What sets ER 1.6 apart is its multi-modal training regime. Unlike general Gemini variants trained primarily on web text and image-caption pairs, ER 1.6 ingested large corpuses of robot demonstration videos, annotated sensor logs (LIDAR, depth cameras, force-torque readings), and simulation trajectories from MuJoCo, Isaac Gym, and proprietary Google environments. The model accepts interleaved inputs: natural-language instructions, RGB-D frames, point clouds, joint-angle vectors, and even audio streams. It outputs not just text but structured action sequences in formats such as JSON motion primitives or direct joint commands.

The 131,072-token window is essential for robotics: a single manipulation task can involve dozens of camera frames, sensor snapshots, and environment-state dicts, all of which must co-exist in context for the model to reason about temporal dependencies and multi-step plans. Token efficiency is respectable—approximately 3,200 tokens per RGB-D frame pair at standard resolution—but users must carefully balance image count against textual reasoning budget.

Inference runs exclusively on Google Cloud TPU v5 pods; no local deployment is offered during preview. Latency is model-dependent but averages 1.8–2.5 seconds for a 10,000-token prompt with three embedded frames, measured on our US-east benchmark rig. This is acceptable for offline planning but marginal for closed-loop control at typical robot cycle rates (10–50 Hz).

Where it shines

Spatial reasoning under ambiguity. Gemini Robotics-ER excels when the instruction is under-specified and the model must infer constraints from visual context. Ask it to "place the mug near the laptop but not blocking the keyboard," supply three camera angles, and it reliably proposes XYZ targets that respect occlusion geometry and reachability. This strength maps directly to our reasoning benchmark category, where spatial sub-tasks typically stump language-only models. In our internal trials it outperformed GPT-4V and Claude 3.5 Sonnet by qualitative margin when scoring workspace-layout proposals.
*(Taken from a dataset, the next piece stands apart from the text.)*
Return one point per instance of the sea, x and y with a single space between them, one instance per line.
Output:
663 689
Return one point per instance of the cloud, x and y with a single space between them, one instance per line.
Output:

Multi-step trajectory synthesis. Feed the model a high-level goal—"unload the dishwasher, stack plates in the cupboard, wipe the counter"—and ER 1.6 will decompose it into a sequenced motion graph, annotate grasp types (pinch, palm, two-hand), and flag potential collisions. The output is not executable code but a structured intermediate representation that motion-planning stacks like MoveIt or Drake can consume. This bridges the gap between natural language and low-level control, a persistent pain point in industrial automation.

Sensor-fusion dialogue. Unlike vision-language models that treat images as static context, ER 1.6 can reason about changes across frames and correlate them with force or tactile signals. Show it a sequence where a gripper closes on a deformable object and the force reading spikes, then ask "Did I grasp it securely?" and the model correctly correlates visual deformation with the sensor trace. This capability is invaluable in quality-control and assembly verification scenarios, overlapping with our factual category when ground-truth labels come from sensor logs rather than text.
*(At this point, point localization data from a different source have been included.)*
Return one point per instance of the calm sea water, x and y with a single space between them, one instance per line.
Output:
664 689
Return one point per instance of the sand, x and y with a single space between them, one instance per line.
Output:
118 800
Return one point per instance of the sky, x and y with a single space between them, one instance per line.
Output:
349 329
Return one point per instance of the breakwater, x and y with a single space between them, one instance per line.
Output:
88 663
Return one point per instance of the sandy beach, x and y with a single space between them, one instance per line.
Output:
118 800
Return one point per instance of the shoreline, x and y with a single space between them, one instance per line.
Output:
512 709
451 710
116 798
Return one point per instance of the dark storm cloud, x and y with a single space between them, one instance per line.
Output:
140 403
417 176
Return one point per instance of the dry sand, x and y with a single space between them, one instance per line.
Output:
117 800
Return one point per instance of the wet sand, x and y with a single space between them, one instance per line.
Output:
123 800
Sim-to-real transfer narratives. The model demonstrates surprising fluency in debugging simulation-to-reality gaps. Provide logs showing successful grasps in Isaac Sim but failures on the physical twin, and ER 1.6 will propose likely discrepancies—friction coefficients, camera calibration drift, or actuation lag. While not a substitute for systematic domain randomisation, it accelerates hypothesis generation for robotics engineers.

These strengths are tightly scoped: they do not translate to general coding, multilingual, or creative tasks. Prompting ER 1.6 for Python web scraping or German contract summarisation yields mediocre, Gemini-1.5-Flash-class results at best.

Where it falls short

Brittle instruction parsing outside robotics lexicon. The model's fine-tuning has introduced catastrophic forgetting in unrelated domains. Standard software-engineering prompts produce verbose, occasionally incoherent responses. Legal reasoning, medical triage, and even casual creative writing elicit outputs noticeably worse than baseline Gemini 1.5 Pro. This is an expected trade-off in specialist models but limits deployment to greenfield robotics projects where every interaction can be templated.

Latency unsuitable for reactive control. Two-second median response time disqualifies ER 1.6 from closed-loop tasks requiring sub-100 ms reaction: collision avoidance, force-feedback manipulation, or dynamic re-grasping. Google's preview documentation frames the model as a high-level planner feeding into classical controllers, but this architectural split imposes integration overhead and fails to exploit the full potential of learned policies.

Hallucinated physics and missing safety guardrails. When pushed beyond its training distribution—unusual objects, atypical environments, or adversarial instructions—the model confidently proposes trajectories that violate joint limits, induce collisions, or ignore proximity sensors. In one test we asked it to "move the robotic arm through the wall to reach the target," and it generated a plausible-looking path with no collision annotation. Production use demands a separate verification layer, negating some of the promised simplicity.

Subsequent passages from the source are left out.